In this article I’ll walk through the relatively painless conversion process and then highlight a couple of things I have found to be pain points in the last couple of weeks as I have migrated applications to .Net 4.0 / Visual Studio 2010 from .Net 3.5 / Visual Studio 2008.

Converting an Application

To start you’ll need to have the latest version of Visual Studio 2010.  For the purpose of this article I’ll use Visual Web Developer 2010 Express to convert an application previous built in Visual Studio 2008.

vsopen

I usually make a copy of the project ahead of time in a separate folder before beginning,  That way if something goes wrong then nothing is lost.  (Although I have never had a conversion fail in an unexpected way.)

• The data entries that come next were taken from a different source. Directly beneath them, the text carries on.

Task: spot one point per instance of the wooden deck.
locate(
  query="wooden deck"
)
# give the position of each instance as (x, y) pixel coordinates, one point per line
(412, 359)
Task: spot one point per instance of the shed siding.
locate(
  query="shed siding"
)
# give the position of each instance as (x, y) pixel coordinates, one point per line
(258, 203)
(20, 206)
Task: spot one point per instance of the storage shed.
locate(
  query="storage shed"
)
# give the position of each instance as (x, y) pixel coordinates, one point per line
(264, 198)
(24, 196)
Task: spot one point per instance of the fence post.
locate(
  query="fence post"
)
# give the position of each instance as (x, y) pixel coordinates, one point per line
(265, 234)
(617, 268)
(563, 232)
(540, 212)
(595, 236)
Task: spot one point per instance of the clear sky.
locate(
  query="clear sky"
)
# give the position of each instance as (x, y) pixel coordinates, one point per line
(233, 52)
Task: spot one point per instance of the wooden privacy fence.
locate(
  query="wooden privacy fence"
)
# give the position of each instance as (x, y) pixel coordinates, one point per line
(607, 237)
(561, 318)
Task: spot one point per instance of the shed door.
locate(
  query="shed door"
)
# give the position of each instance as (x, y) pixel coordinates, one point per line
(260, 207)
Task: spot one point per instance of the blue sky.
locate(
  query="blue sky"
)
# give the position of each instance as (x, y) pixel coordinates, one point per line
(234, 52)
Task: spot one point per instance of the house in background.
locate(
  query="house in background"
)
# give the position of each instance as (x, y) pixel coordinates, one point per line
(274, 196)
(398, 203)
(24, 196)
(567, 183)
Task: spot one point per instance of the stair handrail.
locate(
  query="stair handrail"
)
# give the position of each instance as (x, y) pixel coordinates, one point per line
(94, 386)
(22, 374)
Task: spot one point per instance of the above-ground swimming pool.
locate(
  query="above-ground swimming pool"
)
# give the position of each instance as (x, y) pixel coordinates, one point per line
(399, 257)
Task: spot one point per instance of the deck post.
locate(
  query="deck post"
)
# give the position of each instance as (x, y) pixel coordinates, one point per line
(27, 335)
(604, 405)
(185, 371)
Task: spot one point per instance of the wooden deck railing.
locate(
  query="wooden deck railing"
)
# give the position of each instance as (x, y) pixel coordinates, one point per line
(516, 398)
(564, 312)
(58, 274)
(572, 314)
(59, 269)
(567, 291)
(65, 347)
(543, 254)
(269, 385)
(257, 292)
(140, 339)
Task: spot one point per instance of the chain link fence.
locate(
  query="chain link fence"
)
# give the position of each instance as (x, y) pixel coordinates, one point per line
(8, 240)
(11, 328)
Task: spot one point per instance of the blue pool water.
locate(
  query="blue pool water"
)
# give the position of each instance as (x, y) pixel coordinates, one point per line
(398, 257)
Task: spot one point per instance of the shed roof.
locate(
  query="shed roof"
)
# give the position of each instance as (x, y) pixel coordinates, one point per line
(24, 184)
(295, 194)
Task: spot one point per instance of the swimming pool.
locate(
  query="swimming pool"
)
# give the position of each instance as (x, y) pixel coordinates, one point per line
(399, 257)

Go to File|Open Project … and browse to your solution file (*.sln) and open it.  The disk will churn a bit and you’ll be presented with the conversion wizard.

ConversionWizard

Click next and Visual Studio will ask you if you want to back things up first.  Since I am already working on a copy I choose no here.  I just don’t really like were Visual Studio puts the back up by default, which ends up being along side your project.

BackUp

Clicking next will bring you to the confirmation screen.

Finish

Now the disk will churn for a bit again and then you will get a dialog asking if you want to upgrade to framework 4.0 as well.

Convert

If you click no here your project will be converted to the 2010 Project format, but it will be left targeting the 3.5 framework (You can switch that later if you wish in the project properties).  If you click yes, the project file will be updated and the framework will be set to 4.0.  Pretty straight forward…

results

Once you choose an option things will churn a bit again and eventually you’ll be presented with a Conversion Report.

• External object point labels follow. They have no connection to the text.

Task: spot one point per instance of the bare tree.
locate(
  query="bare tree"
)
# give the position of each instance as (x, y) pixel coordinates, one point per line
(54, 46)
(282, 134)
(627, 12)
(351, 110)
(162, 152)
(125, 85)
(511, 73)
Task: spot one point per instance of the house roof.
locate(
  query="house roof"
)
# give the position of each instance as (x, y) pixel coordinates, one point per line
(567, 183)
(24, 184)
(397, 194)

I did get a failure here, but it was expected.  The particular solution I converted had a number of projects in it including a couple of libraries, a web application, and a WinForms application.   Since I am opening this with Visual Web Developer the WinForms application did not load.  No problem, that was expected.

A Couple of Things to Note

After doing a few conversions I have run into a couple things you should know.

  1. In Framework 3.5 the Menu control renders by default as tables.  In 4.0 it renders by default as an unordered list.  The control has a property (RenderMode) that can be set to Default, Tables, or List.  So it’s your choice, you can set the value to Tables and move happily along, or convert things to work correctly as a List. If you choose to set it to List, I would, recommend setting the property to List explicitly.  I’ve seen things behave differently in different environments (IIS Versions) when set to default.
  2. There is a “Known Issue” in 4.0 where if you call __doPostback(‘foo’, ‘bar’) inside an AJAX Update Panel and the referenced control is not outside the Update Panel then nothing seems to happen at all.  The work around is to put a control with the specified name outside the Panel, however I have not tried this yet, In this particular case I opted to back off the 4.0 conversion for now because that change would have to be made in a number of complicated places in a critical application and it will require a large amount of testing to confirm the fix.  I converted this application to Visual Studio 2010, but left it at Framework 3.5.
  3. In the case when you have an ASP.Net web form that is allowing for example, HTML input, you may see an error something like: “A potentially dangerous Request.Form value was detected from the client…”.  We used to set RequestValidation=”false” on each page to get around this, but this does not in and of itself work in 4.0.  In 4.0 you will need to add an attribute(requestValidationMode=”2.0″) to the httpRuntime element in your web.config file to allow you to override the RequestValidation on the page level.  It looks something like this.

<httpRuntime requestValidationMode=”2.0″ />

You do still have to also set RequestValidation=”false” on the page as well.